PSMalloc: content based memory management for MPI applications

  • Authors:
  • Susmit Biswas;Diana Franklin;Timothy Sherwood;Frederic T. Chong;Bronis R. de Supinski;Martin Schulz

  • Affiliations:
  • University of California, Santa Barbara;University of California, Santa Barbara;University of California, Santa Barbara;University of California, Santa Barbara;Lawrence Livermore National Laboratory;Lawrence Livermore National Laboratory

  • Venue:
  • Proceedings of the 10th workshop on MEmory performance: DEaling with Applications, systems and architecture
  • Year:
  • 2009

Quantified Score

Hi-index 0.00

Visualization

Abstract

Multicore processors have come to dominate the commodity market upon which many large scale systems are based. The number of cores is increasing with the speed of Moore's law and as a direct consequence, the memory available per core is decreasing, often severely limiting the problem size for programs running on such platforms. Thus, mechanisms to store memory efficiently in DRAM, increasing the effective capacity of DRAM, in a way that requires no reprogramming, would dramatically increase the benefits of multicore nodes for large scale systems. We observe that MPI programs replicate a significant amount of data across all processes. With multiple MPI tasks running on a single node, this replication leads to identical data residing in multiple locations in that node's DRAM, an ideal candidate for potential savings. We have found that most of the redundant data resides in the heap. Thus, smart memory allocation can remove this redundancy and increase the effective memory capacity.

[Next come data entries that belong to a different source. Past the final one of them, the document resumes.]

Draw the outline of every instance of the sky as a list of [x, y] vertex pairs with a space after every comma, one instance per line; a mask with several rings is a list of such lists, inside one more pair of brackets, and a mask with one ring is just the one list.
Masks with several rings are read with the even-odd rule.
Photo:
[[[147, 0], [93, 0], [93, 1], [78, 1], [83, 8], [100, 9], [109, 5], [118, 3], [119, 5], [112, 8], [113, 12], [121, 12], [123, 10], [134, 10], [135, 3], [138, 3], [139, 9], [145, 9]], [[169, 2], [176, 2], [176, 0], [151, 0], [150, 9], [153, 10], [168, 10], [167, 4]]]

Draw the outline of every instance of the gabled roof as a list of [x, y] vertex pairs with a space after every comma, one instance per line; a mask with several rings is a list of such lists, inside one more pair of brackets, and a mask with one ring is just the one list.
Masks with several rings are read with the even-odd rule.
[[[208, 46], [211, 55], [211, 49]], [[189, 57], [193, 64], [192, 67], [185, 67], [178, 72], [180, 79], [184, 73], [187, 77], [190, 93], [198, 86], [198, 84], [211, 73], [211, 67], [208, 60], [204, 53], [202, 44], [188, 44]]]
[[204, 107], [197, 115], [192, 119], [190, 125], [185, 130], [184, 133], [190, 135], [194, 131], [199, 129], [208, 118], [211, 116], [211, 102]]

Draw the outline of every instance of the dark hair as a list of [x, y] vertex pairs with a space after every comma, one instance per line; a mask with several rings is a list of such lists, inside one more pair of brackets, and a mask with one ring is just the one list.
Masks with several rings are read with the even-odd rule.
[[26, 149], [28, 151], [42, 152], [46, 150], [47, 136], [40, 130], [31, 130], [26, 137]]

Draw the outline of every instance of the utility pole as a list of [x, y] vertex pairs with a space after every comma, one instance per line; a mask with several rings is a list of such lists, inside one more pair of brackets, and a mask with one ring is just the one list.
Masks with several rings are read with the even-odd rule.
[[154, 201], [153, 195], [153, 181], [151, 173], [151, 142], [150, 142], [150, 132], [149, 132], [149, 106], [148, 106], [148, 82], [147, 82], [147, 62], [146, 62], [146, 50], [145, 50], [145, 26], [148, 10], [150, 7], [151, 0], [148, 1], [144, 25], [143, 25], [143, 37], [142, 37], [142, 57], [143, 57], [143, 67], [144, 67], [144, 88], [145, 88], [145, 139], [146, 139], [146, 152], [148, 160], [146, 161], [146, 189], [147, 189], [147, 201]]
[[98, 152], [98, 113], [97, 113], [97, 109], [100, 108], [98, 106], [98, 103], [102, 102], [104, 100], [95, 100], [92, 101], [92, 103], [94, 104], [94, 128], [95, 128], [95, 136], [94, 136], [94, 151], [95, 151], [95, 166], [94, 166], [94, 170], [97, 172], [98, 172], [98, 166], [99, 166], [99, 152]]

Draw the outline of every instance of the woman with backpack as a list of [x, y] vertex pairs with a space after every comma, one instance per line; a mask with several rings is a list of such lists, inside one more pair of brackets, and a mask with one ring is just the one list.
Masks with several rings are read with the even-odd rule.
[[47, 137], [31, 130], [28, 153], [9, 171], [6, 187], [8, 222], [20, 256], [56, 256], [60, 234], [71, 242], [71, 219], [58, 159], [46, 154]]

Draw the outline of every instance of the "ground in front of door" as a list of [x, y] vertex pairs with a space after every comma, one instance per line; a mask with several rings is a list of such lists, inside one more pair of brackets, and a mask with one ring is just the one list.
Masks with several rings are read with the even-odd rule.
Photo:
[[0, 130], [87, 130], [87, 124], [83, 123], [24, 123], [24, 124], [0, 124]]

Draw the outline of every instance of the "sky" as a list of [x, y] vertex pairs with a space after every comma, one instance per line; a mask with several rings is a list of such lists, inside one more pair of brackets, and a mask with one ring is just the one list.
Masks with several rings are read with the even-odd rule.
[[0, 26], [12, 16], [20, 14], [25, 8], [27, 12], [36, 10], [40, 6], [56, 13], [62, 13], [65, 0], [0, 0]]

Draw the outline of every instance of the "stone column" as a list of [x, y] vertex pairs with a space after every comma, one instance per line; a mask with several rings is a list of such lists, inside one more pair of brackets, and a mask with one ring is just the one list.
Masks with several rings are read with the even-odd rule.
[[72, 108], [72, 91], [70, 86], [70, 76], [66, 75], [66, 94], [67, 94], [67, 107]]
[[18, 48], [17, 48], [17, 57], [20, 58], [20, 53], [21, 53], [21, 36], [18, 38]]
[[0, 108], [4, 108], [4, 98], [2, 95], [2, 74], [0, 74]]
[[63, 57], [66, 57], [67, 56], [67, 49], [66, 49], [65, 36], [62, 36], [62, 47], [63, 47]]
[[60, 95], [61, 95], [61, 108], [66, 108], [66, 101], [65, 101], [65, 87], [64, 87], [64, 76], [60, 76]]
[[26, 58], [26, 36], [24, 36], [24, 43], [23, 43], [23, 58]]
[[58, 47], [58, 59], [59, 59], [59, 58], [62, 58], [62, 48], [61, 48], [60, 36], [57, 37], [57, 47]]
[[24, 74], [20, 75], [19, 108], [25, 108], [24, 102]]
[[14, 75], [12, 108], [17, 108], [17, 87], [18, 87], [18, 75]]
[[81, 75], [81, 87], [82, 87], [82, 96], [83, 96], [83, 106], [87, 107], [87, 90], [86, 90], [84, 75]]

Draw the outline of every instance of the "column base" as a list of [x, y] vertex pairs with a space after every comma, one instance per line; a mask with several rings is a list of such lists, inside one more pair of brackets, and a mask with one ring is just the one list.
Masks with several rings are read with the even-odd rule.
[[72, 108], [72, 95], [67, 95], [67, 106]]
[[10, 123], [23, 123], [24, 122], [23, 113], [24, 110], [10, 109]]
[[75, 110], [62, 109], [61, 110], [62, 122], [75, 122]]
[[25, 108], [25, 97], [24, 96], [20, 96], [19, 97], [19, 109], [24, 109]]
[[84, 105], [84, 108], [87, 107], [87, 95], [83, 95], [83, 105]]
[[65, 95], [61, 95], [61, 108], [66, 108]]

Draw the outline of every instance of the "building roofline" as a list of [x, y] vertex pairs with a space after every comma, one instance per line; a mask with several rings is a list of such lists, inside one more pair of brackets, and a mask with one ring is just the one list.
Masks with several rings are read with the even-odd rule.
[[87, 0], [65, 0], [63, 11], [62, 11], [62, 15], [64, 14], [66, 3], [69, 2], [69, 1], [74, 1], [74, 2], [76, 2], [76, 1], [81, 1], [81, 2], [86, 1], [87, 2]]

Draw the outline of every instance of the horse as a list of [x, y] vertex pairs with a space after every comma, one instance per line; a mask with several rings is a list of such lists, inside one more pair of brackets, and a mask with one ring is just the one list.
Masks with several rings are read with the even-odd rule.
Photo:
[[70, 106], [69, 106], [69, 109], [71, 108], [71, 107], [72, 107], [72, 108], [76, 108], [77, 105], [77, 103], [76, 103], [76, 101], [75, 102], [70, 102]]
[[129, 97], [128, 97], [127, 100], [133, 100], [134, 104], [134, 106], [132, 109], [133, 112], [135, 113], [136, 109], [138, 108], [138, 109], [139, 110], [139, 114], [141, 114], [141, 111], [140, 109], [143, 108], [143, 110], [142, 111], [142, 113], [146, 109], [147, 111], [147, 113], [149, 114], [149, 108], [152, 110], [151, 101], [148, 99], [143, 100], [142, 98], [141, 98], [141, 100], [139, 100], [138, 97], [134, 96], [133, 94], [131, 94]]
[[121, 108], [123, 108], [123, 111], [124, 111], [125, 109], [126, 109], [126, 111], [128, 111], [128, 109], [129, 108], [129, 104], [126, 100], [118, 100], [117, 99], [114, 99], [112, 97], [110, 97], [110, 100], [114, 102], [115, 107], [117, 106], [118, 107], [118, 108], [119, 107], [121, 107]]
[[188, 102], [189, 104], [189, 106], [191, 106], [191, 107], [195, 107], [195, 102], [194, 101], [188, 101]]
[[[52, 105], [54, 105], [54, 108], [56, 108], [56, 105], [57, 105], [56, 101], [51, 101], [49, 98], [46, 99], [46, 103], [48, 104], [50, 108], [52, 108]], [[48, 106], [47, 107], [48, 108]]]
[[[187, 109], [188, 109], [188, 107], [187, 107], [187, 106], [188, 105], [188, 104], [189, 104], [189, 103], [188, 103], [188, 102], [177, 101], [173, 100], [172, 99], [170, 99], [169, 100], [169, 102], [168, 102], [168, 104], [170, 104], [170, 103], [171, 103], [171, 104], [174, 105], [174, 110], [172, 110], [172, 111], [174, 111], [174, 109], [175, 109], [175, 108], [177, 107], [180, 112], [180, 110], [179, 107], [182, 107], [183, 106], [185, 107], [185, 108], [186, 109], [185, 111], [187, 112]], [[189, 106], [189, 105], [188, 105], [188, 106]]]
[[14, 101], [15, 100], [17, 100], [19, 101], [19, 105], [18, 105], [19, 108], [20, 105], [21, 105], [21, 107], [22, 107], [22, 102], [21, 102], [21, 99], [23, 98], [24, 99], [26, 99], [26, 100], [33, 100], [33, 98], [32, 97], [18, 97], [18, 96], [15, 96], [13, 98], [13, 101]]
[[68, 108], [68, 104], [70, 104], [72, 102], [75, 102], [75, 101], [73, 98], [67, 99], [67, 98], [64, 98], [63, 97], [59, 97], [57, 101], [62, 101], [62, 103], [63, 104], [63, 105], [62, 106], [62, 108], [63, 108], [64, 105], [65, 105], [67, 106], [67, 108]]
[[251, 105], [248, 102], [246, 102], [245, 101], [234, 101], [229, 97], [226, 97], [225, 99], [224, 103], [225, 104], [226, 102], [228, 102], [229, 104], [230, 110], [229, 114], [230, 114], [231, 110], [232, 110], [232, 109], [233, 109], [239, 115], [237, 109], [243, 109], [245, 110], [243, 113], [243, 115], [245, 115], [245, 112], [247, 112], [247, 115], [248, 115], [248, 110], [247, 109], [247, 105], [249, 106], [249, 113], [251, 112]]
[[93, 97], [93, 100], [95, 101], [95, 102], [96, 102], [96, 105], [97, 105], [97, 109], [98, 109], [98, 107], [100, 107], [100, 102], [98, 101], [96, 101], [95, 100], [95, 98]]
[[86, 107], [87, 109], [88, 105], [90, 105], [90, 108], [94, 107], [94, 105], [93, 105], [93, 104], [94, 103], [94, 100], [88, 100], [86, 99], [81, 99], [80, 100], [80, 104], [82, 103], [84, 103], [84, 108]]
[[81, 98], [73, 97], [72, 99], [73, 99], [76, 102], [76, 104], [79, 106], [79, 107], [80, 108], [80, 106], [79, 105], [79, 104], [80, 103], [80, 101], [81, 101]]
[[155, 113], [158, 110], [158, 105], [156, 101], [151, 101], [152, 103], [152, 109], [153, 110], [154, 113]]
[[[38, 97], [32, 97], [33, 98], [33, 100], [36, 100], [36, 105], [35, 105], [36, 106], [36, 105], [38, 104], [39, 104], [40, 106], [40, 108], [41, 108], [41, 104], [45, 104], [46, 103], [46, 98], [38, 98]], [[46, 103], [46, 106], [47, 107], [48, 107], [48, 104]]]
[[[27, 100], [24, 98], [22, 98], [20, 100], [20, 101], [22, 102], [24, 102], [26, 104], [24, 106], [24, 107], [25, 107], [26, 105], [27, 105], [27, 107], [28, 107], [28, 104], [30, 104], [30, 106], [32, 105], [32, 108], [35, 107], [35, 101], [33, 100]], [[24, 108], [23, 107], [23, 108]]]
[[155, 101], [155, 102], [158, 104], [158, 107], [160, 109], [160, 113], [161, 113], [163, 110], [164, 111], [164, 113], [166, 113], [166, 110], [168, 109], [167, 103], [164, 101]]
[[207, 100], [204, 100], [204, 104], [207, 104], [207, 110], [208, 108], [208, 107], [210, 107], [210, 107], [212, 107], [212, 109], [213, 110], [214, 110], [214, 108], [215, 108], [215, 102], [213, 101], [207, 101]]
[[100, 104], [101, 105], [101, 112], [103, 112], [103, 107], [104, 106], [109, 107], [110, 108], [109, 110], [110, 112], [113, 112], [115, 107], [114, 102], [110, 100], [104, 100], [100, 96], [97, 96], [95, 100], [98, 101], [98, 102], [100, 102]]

We present PSMalloc, a memory allocation library that keeps a single copy of identical pages from a set of MPI tasks. PSMalloc is implemented as a user level library that can be linked at runtime, avoiding changes in the application or the operating system. To the best of our knowledge, our work is the first that reduces physical memory footprints of MPI tasks in a multicore node without requiring kernel level modifications. We experiment with four MPI applications from the ASC Sequoia benchmark suite and show that we can achieve a reduction in memory footprint up to 22% and 11.18% in average.